Its listing comes as values for better quality livestock properties in Central Queensland hold firm at market peaks of 2022 and 2023 amid a softening in values for second and third-tier assets.
“Throughout the course of 2024 the northern [Australia] pastoral zone has emerged as a multi-speed market with a continued level of demand and strong value levels for premium properties, while second-tier assets, which are often subject to higher operating input requirements, have met a level of market resistance,” Herron Todd White director Will McLay wrote in the valuation firm’s December 2024 monthly market update.
On the Apple Isle
Also testing appetite at the top end of the market in February – and listed for sale for the first time in more than 90 years – is premier grazing, cropping and native forest property Mineral Banks in north-east Tasmania.

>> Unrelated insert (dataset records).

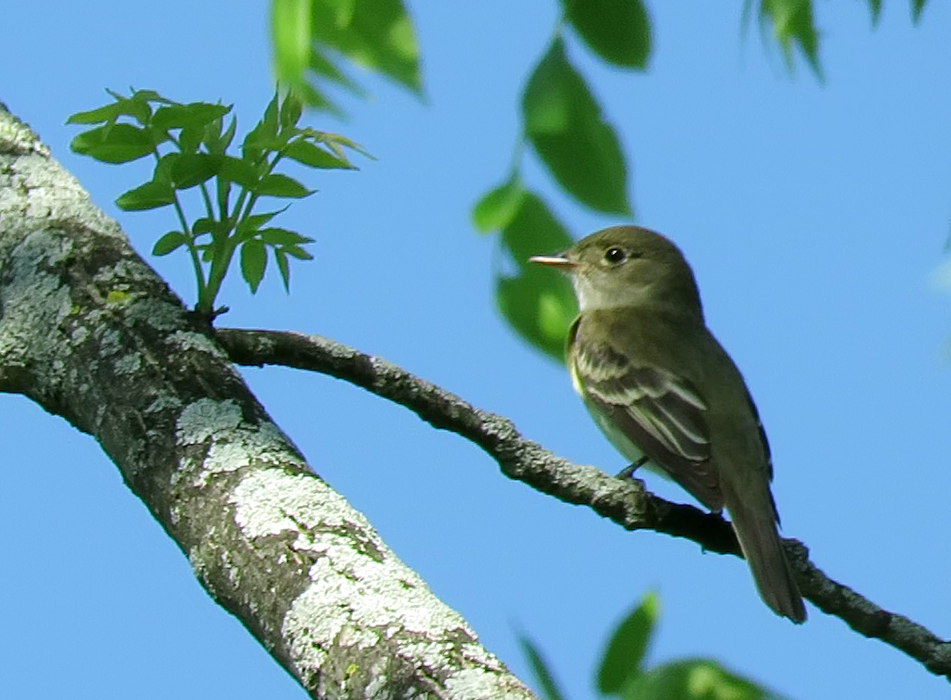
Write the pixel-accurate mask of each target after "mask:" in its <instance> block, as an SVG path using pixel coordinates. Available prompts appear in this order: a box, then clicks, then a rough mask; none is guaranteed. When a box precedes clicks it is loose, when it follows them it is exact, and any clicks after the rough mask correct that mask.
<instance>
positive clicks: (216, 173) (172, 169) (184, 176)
mask: <svg viewBox="0 0 951 700" xmlns="http://www.w3.org/2000/svg"><path fill="white" fill-rule="evenodd" d="M223 162H224V156H217V155H215V156H213V155H209V154H207V153H192V154H189V155H182V157H181V158H179V159H178V160H177V161H175V162H174V163H173V164H172V169H171V174H172V182H173V183H174V185H175V189H179V190H187V189H188V188H189V187H194V186H195V185H198V184H201V183H202V182H206V181H207V180H210V179H211V178H213V177H214V176H215V175H217V174H218V172H219V171H220V170H221V166H222V164H223Z"/></svg>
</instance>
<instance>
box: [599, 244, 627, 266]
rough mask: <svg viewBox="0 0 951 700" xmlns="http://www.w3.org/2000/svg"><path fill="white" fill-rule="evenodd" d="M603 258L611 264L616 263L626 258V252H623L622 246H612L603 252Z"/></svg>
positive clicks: (619, 262) (618, 263) (621, 260)
mask: <svg viewBox="0 0 951 700" xmlns="http://www.w3.org/2000/svg"><path fill="white" fill-rule="evenodd" d="M604 259H605V260H606V261H608V262H609V263H611V264H612V265H618V264H620V263H622V262H624V261H625V260H627V253H625V252H624V249H623V248H618V247H617V246H612V247H611V248H608V249H607V250H606V251H605V252H604Z"/></svg>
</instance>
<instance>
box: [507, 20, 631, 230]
mask: <svg viewBox="0 0 951 700" xmlns="http://www.w3.org/2000/svg"><path fill="white" fill-rule="evenodd" d="M522 116H523V119H524V122H525V132H526V135H527V137H528V139H529V140H530V141H531V143H532V146H533V147H534V148H535V152H536V153H537V154H538V156H539V158H541V160H542V162H544V164H545V165H546V166H547V168H548V170H549V171H550V172H551V174H552V175H553V176H554V177H555V179H556V180H557V181H558V183H559V184H560V185H561V186H562V187H563V188H564V189H565V190H566V191H567V192H568V193H569V194H571V195H573V196H574V197H575V198H576V199H578V201H580V202H581V203H582V204H585V205H586V206H588V207H591V208H592V209H594V210H596V211H600V212H605V213H610V214H624V215H630V213H631V207H630V205H629V204H628V201H627V168H626V165H625V163H624V156H623V154H622V153H621V148H620V145H619V144H618V140H617V136H615V134H614V130H613V129H612V128H611V127H610V126H609V125H608V124H607V123H606V122H605V121H604V120H603V119H602V118H601V109H600V108H599V107H598V105H597V103H596V102H595V101H594V98H593V97H592V96H591V93H590V92H589V91H588V87H587V86H586V85H585V82H584V79H583V78H582V77H581V75H579V74H578V72H577V71H575V69H574V68H573V67H572V66H571V64H569V63H568V59H567V57H566V56H565V51H564V44H563V42H562V40H561V39H560V38H559V39H556V40H555V41H554V42H553V43H552V45H551V47H550V48H549V50H548V52H547V53H546V54H545V57H544V58H543V59H542V60H541V62H540V63H539V64H538V66H537V67H536V68H535V70H534V72H533V73H532V75H531V77H530V78H529V81H528V85H526V87H525V92H524V93H523V95H522Z"/></svg>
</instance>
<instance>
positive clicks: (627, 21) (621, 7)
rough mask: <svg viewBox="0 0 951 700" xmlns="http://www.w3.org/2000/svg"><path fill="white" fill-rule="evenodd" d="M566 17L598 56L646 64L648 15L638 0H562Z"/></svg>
mask: <svg viewBox="0 0 951 700" xmlns="http://www.w3.org/2000/svg"><path fill="white" fill-rule="evenodd" d="M561 4H562V6H563V7H564V9H565V14H566V16H567V18H568V21H569V22H571V24H572V26H574V28H575V30H576V31H577V32H578V35H579V36H580V37H581V39H582V40H583V41H584V42H585V43H586V44H587V45H588V46H589V47H590V48H591V50H592V51H594V52H595V53H596V54H598V56H600V57H601V58H602V59H604V60H605V61H607V62H608V63H613V64H614V65H616V66H620V67H622V68H638V69H640V70H644V69H645V68H647V59H648V57H649V56H650V51H651V30H650V19H649V18H648V16H647V12H646V11H645V10H644V6H643V5H642V4H641V2H640V0H562V3H561Z"/></svg>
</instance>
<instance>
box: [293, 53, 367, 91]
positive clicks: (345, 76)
mask: <svg viewBox="0 0 951 700" xmlns="http://www.w3.org/2000/svg"><path fill="white" fill-rule="evenodd" d="M308 68H310V70H311V71H313V72H314V73H316V74H317V75H319V76H322V77H324V78H326V79H327V80H329V81H330V82H332V83H336V84H337V85H340V86H341V87H343V88H345V89H347V90H349V91H350V92H351V93H353V94H354V95H356V96H357V97H366V96H367V94H366V92H365V91H364V90H362V89H361V88H360V86H359V85H357V84H356V83H355V82H353V81H352V80H351V79H350V77H349V76H348V75H346V74H345V73H344V72H343V71H342V70H340V68H338V67H337V65H336V64H335V63H334V62H333V61H331V60H330V59H329V58H327V57H326V56H324V55H323V53H321V52H320V49H319V47H316V46H315V47H314V49H313V50H312V51H311V53H310V63H309V64H308Z"/></svg>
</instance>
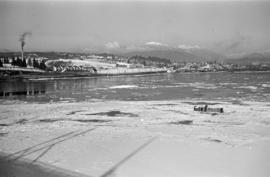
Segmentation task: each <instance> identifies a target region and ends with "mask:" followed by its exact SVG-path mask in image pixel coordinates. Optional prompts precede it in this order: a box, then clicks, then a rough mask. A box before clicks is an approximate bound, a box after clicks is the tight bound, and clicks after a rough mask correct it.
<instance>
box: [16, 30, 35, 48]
mask: <svg viewBox="0 0 270 177" xmlns="http://www.w3.org/2000/svg"><path fill="white" fill-rule="evenodd" d="M31 35H32V33H31V32H24V33H23V34H22V35H21V36H20V39H19V41H20V42H21V48H22V51H23V47H24V46H25V38H26V37H27V36H31Z"/></svg>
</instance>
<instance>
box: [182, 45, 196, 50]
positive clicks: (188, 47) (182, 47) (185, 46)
mask: <svg viewBox="0 0 270 177" xmlns="http://www.w3.org/2000/svg"><path fill="white" fill-rule="evenodd" d="M178 48H180V49H186V50H188V49H199V48H201V47H200V46H198V45H185V44H180V45H178Z"/></svg>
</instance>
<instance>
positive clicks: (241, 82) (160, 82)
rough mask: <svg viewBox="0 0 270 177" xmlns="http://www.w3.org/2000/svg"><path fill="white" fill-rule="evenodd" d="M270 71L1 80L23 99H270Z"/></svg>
mask: <svg viewBox="0 0 270 177" xmlns="http://www.w3.org/2000/svg"><path fill="white" fill-rule="evenodd" d="M269 96H270V73H245V74H244V73H242V74H236V73H175V74H156V75H140V76H113V77H92V78H68V79H56V80H51V79H48V80H46V79H42V80H32V81H27V80H22V81H0V98H2V99H4V100H5V99H13V100H14V99H15V100H16V99H17V100H24V101H29V102H31V101H36V102H49V101H67V102H70V101H86V100H87V101H89V100H93V99H102V100H171V99H190V98H196V99H211V100H213V99H217V100H218V99H231V100H234V99H245V100H260V101H267V100H268V101H269V99H270V97H269Z"/></svg>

Spanning 1236 hectares near Ringarooma – about 58 kilometres north-east of Launceston – Mineral Banks has been held by multiple generations of the Foster family, who were regulars on the Financial Review Rich List in the 1990s and early 2000s (headed by Campbell Town grazier Henry Foster).
Much of the family’s wealth came through its investment in one country’s biggest cattle farmers and landowners The North Australian Pastoral Company (NAPCO). The Fosters started investing in NAPCO in the 1930s and at one point owned 43 per cent of the company. They retained a 20 per cent stake in NAPCO when the Queensland Investment Corporation acquired an 80 per cent interest in 2016.
Mineral Banks includes 781 hectares developed for grazing, 55 hectares for intensive cropping and 400 hectares of native forest.
It is suited to higher-value farming operations, including dairy farming, intensive cropping, and irrigation infrastructure development for livestock fattening operations.
Reliable water supply is a key feature of Mineral Banks. The property is traversed by the Dorset River and New River and benefits from 420 megalitres of Tasmanian Irrigation water from the Upper Ringarooma scheme.
Structural improvements include multiple residential dwellings, machinery sheds, hay sheds, three sets of cattle yards, and a three-stand shearing shed.
Mineral Banks is being taken to market by Colliers’ agents Duncan McCulloch, Connor Dixon and Rawdon Briggs.
The agents declined to comment on the asking price, but local sources said it could sell for more than $30 million.
“The property’s extensive infrastructure supports both beef cattle and fat lamb production,” Mr Dixon said.
“Additionally, the significant volumes of hardwood timber in the native forest present diversified forestry opportunities and potential for biodiversity stewardship and carbon farming.”
On a far smaller scale, but likely to generate interest from rural lifestyle buyers over February, is the offering of the 95-hectare Dungowan Estate near Braidwood in the NSW Southern Tablelands. It goes to auction on March 3 and is expected to sell for around $3.5 million.
The luxury property, which includes a six-bedroom homestead, private lake and boathouse with accommodation quarters is being sold by Deanna Barilaro, who separated from her husband, former NSW Nationals leader and Deputy Premier John Barilaro in 2021.
The couple purchased the property for $2.015 million in 2014. It is now solely owned by Ms Barilaro, who had offered it as a holiday rental charging around $2000 a night.
Dungowan is being marketed by David Medina from Sydney Sotheby’s International Realty.